Tyrn
March 19, 2024, 5:38pm
1
Hi,
This is a small and clean example: a function to make a string of initials out of a string of [co]authors.
Coauthors consist of a sequence of authors separated by comma
Authors consist of a sequence of barrels (double- and multi-barreled names permitted) separated by dash
Barrels consist of words separated by spaces and/or periods.
A fragment of unit test data set:
((".. , .. ") "")
((" ,, .,") "")
(("l") "L.")
((", a. g, ") "A.G.")
(("- , -I.V.-A,E.C.N-, .") "I.V-A.,E.C.N.")
((" e.B.Sledge ") "E.B.S.")
(("Elisabeth Kubler-- - Ross") "E.K-R.")
((" Fitz-Simmons Ashton-Burke Leigh") "F-S.A-B.L.")
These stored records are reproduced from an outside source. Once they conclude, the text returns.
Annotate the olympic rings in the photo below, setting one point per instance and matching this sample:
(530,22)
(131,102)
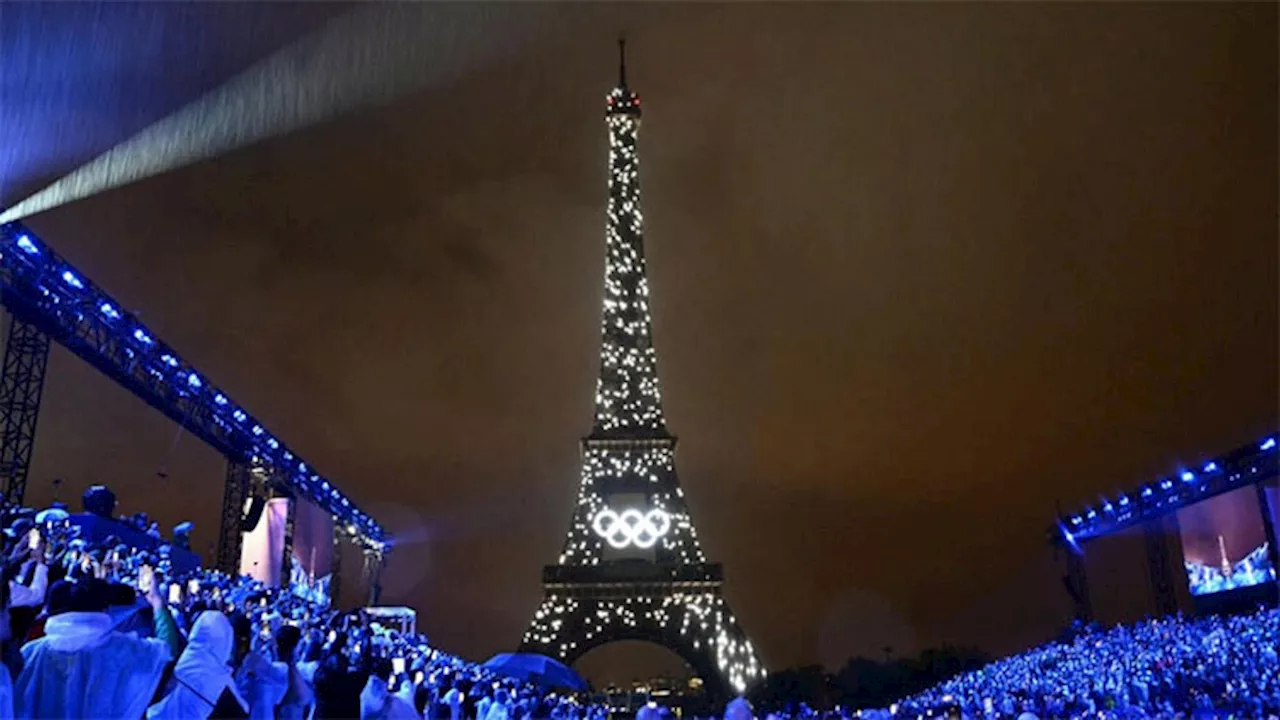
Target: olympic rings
(631,527)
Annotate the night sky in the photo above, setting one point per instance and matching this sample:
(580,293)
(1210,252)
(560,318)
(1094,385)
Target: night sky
(919,272)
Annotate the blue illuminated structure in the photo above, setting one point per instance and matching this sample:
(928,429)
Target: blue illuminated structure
(44,291)
(1152,506)
(1247,465)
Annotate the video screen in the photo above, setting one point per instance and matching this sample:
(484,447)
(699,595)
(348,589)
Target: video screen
(1224,543)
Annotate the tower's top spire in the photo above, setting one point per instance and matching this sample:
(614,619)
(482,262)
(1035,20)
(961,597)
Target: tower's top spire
(622,101)
(622,60)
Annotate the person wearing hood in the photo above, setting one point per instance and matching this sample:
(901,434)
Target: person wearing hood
(202,684)
(376,701)
(300,698)
(263,683)
(83,668)
(649,710)
(739,709)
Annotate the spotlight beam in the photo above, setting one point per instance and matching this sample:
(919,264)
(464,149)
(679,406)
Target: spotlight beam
(364,58)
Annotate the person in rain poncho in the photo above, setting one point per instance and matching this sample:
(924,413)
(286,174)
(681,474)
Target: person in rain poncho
(376,701)
(739,709)
(300,698)
(263,683)
(82,668)
(202,678)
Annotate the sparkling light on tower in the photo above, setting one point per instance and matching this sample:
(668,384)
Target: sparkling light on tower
(631,565)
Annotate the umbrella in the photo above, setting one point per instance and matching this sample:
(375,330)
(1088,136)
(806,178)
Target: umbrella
(50,515)
(536,669)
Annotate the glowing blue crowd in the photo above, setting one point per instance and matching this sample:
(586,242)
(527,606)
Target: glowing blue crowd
(1161,669)
(103,629)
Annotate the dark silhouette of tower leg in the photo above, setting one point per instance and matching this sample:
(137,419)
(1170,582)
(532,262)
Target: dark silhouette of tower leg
(1162,582)
(26,356)
(229,533)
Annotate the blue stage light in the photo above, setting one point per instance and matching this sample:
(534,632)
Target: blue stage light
(69,278)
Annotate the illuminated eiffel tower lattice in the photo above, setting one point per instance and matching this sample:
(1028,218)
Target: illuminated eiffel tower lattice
(632,566)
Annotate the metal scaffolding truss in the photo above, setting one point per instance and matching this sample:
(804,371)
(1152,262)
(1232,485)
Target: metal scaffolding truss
(26,355)
(1247,465)
(54,299)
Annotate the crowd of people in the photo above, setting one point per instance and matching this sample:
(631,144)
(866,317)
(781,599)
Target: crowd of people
(1211,666)
(103,629)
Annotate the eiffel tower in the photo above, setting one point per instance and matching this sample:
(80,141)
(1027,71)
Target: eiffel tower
(632,566)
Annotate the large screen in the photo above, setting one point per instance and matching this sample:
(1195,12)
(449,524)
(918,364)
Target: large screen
(1225,543)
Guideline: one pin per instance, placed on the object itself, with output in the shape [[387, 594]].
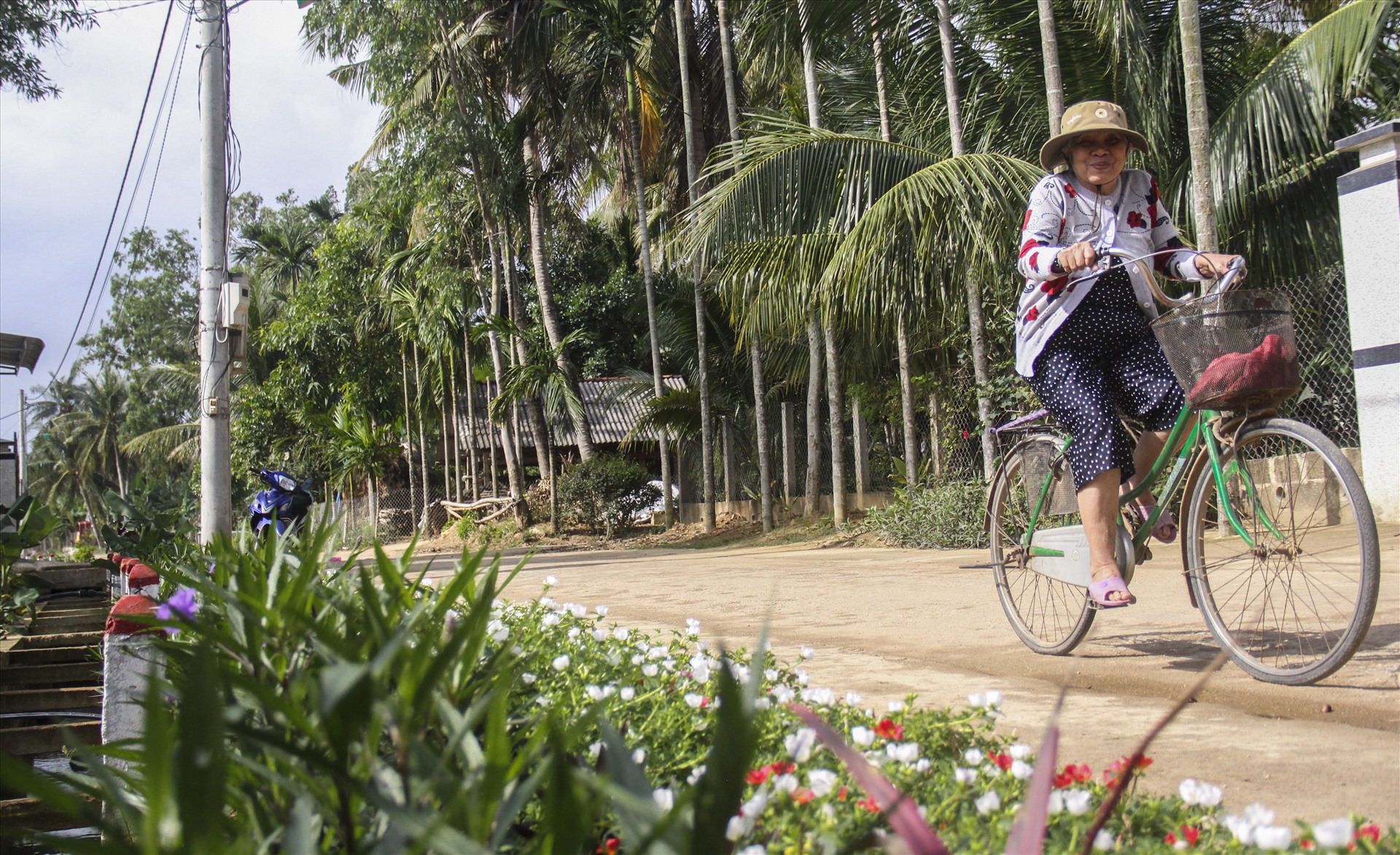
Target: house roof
[[18, 351], [613, 406]]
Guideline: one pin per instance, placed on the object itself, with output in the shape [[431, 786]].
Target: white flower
[[1077, 801], [1333, 835], [821, 781], [987, 803], [1273, 838], [738, 827], [1258, 815], [800, 745], [1200, 792]]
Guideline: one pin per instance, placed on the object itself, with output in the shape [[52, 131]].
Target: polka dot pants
[[1103, 362]]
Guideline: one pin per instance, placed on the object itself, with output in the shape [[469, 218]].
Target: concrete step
[[45, 739], [51, 675], [74, 698]]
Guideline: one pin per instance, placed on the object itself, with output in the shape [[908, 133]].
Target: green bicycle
[[1278, 542]]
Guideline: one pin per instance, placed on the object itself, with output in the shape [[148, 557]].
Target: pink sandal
[[1100, 593]]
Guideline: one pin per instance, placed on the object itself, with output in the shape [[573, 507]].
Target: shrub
[[943, 515], [605, 493]]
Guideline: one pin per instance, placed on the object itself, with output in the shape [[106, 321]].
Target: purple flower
[[182, 604]]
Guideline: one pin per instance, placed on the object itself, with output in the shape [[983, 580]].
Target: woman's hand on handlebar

(("Arleigh \"31-knot\"Burke ") "A.B.")
There are two functions doing this job using the same tools and logic.
One (initials
):
(define (initial-create str)
(string-upcase (substring str 0 1)))
(define (initials coauthors)
(define (nicknames-drop coauthors)
(string-replace (regexp-replace* #rx"\"(?:\\.|[^\"\\])*\"" coauthors " ") "\"" " "))
(define (into-authors-split coauthors)
(filter (λ (author) (non-empty-string? (regexp-replace* #px"[\\s.\\-]+" author "")))
(string-split coauthors ",")))
(define (into-barrels-split-n-join author)
(define (into-names-split-n-join barrel)
(define (into-names-split barrel)
(filter non-empty-string? (regexp-split #px"[\\s.]+" barrel)))
(string-join (map (λ (name) (initial-create name)) (into-names-split barrel)) "."))
(define (into-barrels-split author)
(filter (λ (barrel) (non-empty-string? (regexp-replace* #px"[\\s.]+" barrel "")))
(string-split author "-")))
(string-append
(string-join (map (λ (barrel) (into-names-split-n-join barrel)) (into-barrels-split author)) "-")
"."))
(string-join (map (λ (author) (into-barrels-split-n-join author))
(into-authors-split (nicknames-drop coauthors)))
","))
Two (inits
):
(define (inits coauthors)
(string-join
(map (λ (author)
(string-append
(string-join
(map (λ (barrel)
(string-join (map (λ (name) (initial-create name))
(filter non-empty-string? (regexp-split #px"[\\s.]+" barrel)))
"."))
(filter (λ (barrel) (non-empty-string? (regexp-replace* #px"[\\s.]+" barrel "")))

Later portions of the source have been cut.